There are so many beautiful mysteries about life, and even more about what happens after. I decided a long time ago, after a four-year-old student of mine who had never walked, spoken, or eaten real food died, that this world cannot be the end. I think about what comes next all of the time. While it’s entirely conjecture, I know in my heart that it must be better. Leaving this earth suddenly or “too soon” must somehow be a gift, even as it causes such deep grief in the hearts of those we leave behind. As they move on to something greater than we can imagine, let us emulate what we love most about those we miss, becoming their last, best gift to this life.
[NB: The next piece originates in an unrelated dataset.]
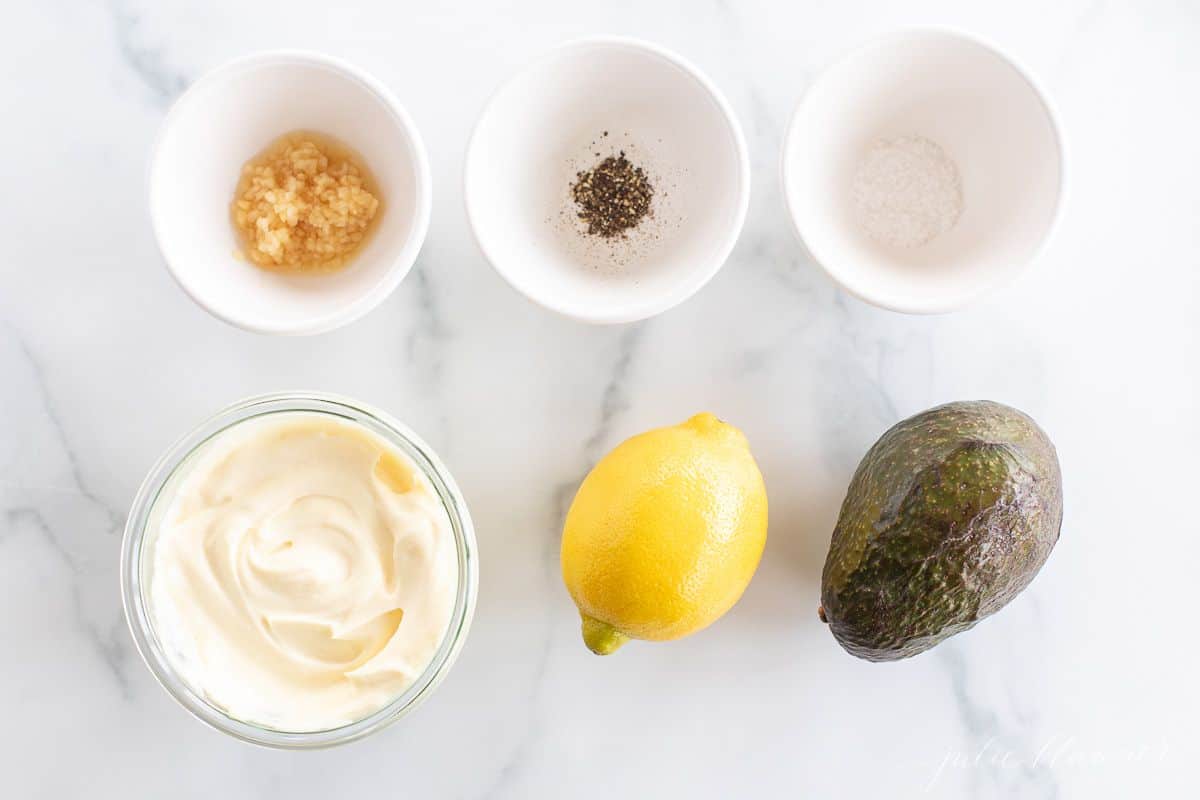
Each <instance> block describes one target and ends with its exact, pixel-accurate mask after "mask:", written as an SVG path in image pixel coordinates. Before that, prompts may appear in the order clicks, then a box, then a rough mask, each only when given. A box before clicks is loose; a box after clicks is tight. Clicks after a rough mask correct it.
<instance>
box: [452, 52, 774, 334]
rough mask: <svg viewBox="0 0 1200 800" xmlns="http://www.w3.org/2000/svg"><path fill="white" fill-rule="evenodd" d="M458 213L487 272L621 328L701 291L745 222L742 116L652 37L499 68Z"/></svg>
mask: <svg viewBox="0 0 1200 800" xmlns="http://www.w3.org/2000/svg"><path fill="white" fill-rule="evenodd" d="M464 196H466V203H467V216H468V218H469V221H470V227H472V230H473V231H474V234H475V237H476V240H478V242H479V246H480V249H481V251H482V252H484V255H485V257H486V258H487V260H488V261H490V263H491V265H492V266H493V267H494V269H496V271H497V272H499V275H500V276H502V277H503V278H504V279H505V281H508V282H509V283H510V284H511V285H512V287H514V288H515V289H516V290H517V291H520V293H521V294H523V295H524V296H526V297H528V299H530V300H533V301H534V302H536V303H539V305H541V306H544V307H546V308H550V309H551V311H554V312H558V313H560V314H564V315H566V317H570V318H572V319H578V320H583V321H589V323H600V324H613V323H629V321H635V320H638V319H646V318H648V317H653V315H655V314H659V313H661V312H664V311H667V309H668V308H672V307H673V306H676V305H678V303H680V302H683V301H684V300H686V299H688V297H690V296H691V295H692V294H695V293H696V291H698V290H700V289H701V288H702V287H703V285H704V284H706V283H707V282H708V281H709V279H710V278H712V277H713V276H714V275H715V273H716V272H718V270H720V267H721V266H722V265H724V263H725V260H726V259H727V258H728V254H730V252H731V251H732V249H733V245H734V243H736V242H737V237H738V234H739V233H740V230H742V225H743V222H744V221H745V213H746V206H748V203H749V198H750V163H749V157H748V155H746V148H745V142H744V138H743V134H742V130H740V126H739V125H738V121H737V119H736V118H734V115H733V113H732V110H731V109H730V106H728V103H727V102H726V101H725V98H724V97H722V96H721V94H720V91H719V90H718V89H716V88H715V86H714V85H713V84H712V82H709V80H708V78H706V77H704V76H703V74H702V73H701V72H700V71H698V70H697V68H696V67H695V66H692V65H691V64H689V62H688V61H685V60H684V59H682V58H680V56H678V55H676V54H673V53H671V52H668V50H665V49H664V48H661V47H659V46H656V44H652V43H648V42H642V41H636V40H629V38H616V37H596V38H587V40H580V41H574V42H569V43H566V44H563V46H559V47H557V48H554V49H552V50H550V52H548V53H546V54H544V55H542V56H541V58H539V59H538V60H535V61H534V62H532V64H529V65H528V66H526V67H524V68H523V70H521V71H520V72H518V73H517V74H516V76H514V77H512V78H510V79H509V80H508V82H506V83H505V84H504V85H503V86H502V88H500V89H499V90H498V91H497V92H496V95H494V96H493V97H492V100H491V101H490V102H488V104H487V107H486V108H485V109H484V112H482V114H481V116H480V119H479V122H478V124H476V126H475V130H474V133H473V134H472V139H470V143H469V145H468V149H467V162H466V168H464Z"/></svg>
For those of us whose lives continue on, here is a poem that was read at the service that moved me deeply and spoke to my hopes for my family and friends after my own parting:
When I Must Leave You
by Helen Steiner Rice
When I must leave you for a little while
please do not grieve and shed wild tears and hug your sorrows to you through the years.
But start out bravely with a gallant smile
and for my sake and in my name live on and do all things the same.
Feed not your loneliness on empty days
but fill each waking hour in useful ways.
Reach out your hand and comfort and in cheer
and I in return will comfort you and hold you near.
And never, never be afraid to die
for I am waiting for you in the sky.